CONTENU: la proposition vise à améliorer l’efficacité et la rapidité de l’obtention de preuves transfrontière. À cet effet, elle adapte le règlement (CE) nº 1206/2001 aux progrès techniques, exploitant les avantages de la numérisation et garantissant un recours accru à la vidéoconférence.

Concrètement, les modifications proposées :           

  • définissent par «juridiction» toute autorité judiciaire d’un État membre qui est compétente pour procéder à des actes d’instruction conformément au règlement;
  • prévoient que toutes les communications et tous les échanges de documents doivent par principe être effectués par voie électronique au moyen d’un système informatique décentralisé composé de systèmes informatiques nationaux. Dans des cas exceptionnels, à savoir si le système est interrompu ou n’est pas adapté à la transmission en question (par exemple, la transmission d’un échantillon d’ADN), d’autres canaux pourraient être utilisés;
  • garantissent un recours plus fréquent et plus rapide à l’exécution directe de l’acte d’instruction par vidéoconférence, lorsque cette dernière est à disposition des juridictions en question et qu’elle est appropriée au regard des circonstances particulières de l’espèce;
  • facilitent l’exécution de l’acte d’instruction par des agents diplomatiques ou consulaires: ces personnes pourraient, sur le territoire d’un autre État membre et à l’intérieur de la zone dans laquelle elles exercent leurs fonctions, procéder à un acte d’instruction sans avoir besoin d’introduire une demande préalable, en auditionnant des ressortissants de l’État membre qu’elles représentent, sans contrainte et dans le cadre d’une procédure pendante devant une juridiction de l’État membre qu’elles représentent;
  • garantissent que les preuves numériques obtenues conformément à la législation de l’État membre où elles sont obtenues ne seront pas rejetées comme preuves dans d’autres États membres du seul fait de leur nature numérique.

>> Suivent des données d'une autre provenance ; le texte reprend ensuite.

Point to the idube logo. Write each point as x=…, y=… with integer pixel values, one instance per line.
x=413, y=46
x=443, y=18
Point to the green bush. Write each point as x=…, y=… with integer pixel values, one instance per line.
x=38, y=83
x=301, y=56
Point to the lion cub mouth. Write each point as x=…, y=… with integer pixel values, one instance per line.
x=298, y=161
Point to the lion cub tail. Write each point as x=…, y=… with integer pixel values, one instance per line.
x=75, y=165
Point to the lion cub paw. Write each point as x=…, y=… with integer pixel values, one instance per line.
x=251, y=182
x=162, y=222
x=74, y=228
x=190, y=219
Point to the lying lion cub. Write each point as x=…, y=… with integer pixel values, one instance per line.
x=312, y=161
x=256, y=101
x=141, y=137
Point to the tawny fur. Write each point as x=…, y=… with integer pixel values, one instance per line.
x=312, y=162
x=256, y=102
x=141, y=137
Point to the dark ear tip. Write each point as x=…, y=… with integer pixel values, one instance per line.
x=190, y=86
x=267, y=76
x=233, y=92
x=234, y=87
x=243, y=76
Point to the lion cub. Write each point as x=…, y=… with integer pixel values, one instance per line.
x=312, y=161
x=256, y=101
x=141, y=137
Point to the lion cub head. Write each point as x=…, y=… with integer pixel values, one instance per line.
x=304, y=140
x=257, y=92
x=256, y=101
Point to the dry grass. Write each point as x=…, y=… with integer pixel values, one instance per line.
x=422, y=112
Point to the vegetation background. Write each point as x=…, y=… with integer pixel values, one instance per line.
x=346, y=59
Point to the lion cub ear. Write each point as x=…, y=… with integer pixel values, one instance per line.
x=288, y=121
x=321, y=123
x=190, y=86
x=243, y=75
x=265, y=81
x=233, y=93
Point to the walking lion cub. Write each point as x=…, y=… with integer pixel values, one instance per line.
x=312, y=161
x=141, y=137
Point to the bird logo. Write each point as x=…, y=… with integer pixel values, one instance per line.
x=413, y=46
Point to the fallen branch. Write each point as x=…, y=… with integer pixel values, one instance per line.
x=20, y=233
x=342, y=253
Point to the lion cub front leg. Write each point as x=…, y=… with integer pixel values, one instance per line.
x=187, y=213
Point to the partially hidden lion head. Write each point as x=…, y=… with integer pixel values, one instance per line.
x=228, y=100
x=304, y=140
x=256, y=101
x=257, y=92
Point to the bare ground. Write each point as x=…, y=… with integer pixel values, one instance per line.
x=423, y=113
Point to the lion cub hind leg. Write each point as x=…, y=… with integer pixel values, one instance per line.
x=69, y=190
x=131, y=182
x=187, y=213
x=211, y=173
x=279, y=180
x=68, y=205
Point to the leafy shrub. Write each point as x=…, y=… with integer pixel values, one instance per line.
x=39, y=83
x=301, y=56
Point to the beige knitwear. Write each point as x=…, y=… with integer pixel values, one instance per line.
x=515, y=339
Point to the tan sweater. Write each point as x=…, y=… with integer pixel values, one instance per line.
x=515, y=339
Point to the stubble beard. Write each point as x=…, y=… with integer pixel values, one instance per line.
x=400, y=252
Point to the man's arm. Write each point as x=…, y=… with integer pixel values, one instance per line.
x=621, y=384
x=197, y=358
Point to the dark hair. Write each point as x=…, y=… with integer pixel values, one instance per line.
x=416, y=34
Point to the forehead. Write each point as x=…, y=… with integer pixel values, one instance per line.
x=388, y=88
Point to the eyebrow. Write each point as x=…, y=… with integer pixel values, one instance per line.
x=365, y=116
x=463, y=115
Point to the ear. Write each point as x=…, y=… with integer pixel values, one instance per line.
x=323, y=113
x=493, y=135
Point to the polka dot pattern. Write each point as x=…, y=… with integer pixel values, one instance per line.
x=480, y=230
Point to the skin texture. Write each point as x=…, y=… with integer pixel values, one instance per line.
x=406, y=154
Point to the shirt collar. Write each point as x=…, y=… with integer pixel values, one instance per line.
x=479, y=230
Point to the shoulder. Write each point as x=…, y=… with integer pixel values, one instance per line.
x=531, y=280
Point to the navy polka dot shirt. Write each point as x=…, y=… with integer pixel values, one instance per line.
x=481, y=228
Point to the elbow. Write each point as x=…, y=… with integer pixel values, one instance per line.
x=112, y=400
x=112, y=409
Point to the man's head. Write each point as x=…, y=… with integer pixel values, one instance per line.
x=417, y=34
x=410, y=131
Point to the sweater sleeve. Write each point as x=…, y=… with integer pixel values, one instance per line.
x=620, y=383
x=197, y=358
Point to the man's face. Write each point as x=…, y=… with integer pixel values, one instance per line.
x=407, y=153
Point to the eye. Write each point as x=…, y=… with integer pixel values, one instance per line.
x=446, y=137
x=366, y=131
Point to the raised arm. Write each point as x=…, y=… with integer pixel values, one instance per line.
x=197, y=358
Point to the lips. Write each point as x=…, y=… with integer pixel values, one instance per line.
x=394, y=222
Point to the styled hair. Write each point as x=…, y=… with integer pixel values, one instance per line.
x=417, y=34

INCIDENCE BUDGÉTAIRE: la proposition n’imposera pas de coûts importants aux administrations nationales, mais sera plutôt source d’économies. Les coûts liés au développement des communications électroniques et des échanges de documents, ainsi qu’à l’acquisition et au fonctionnement d’équipements de vidéoconférence haut de gamme professionnels pourraient être cofinancés.

Les principales possibilités de financement de l’UE au titre des programmes financiers actuels sont le programme «Justice» et le mécanisme pour l’interconnexion en Europe (MIE). Le paquet du cadre financier pluriannuel (CFP) consacré à la priorité que constitue la transformation numérique prévoit un montant de 3 milliards d’EUR pour un volet numérique du MIE afin de financer les infrastructures de connectivité numérique.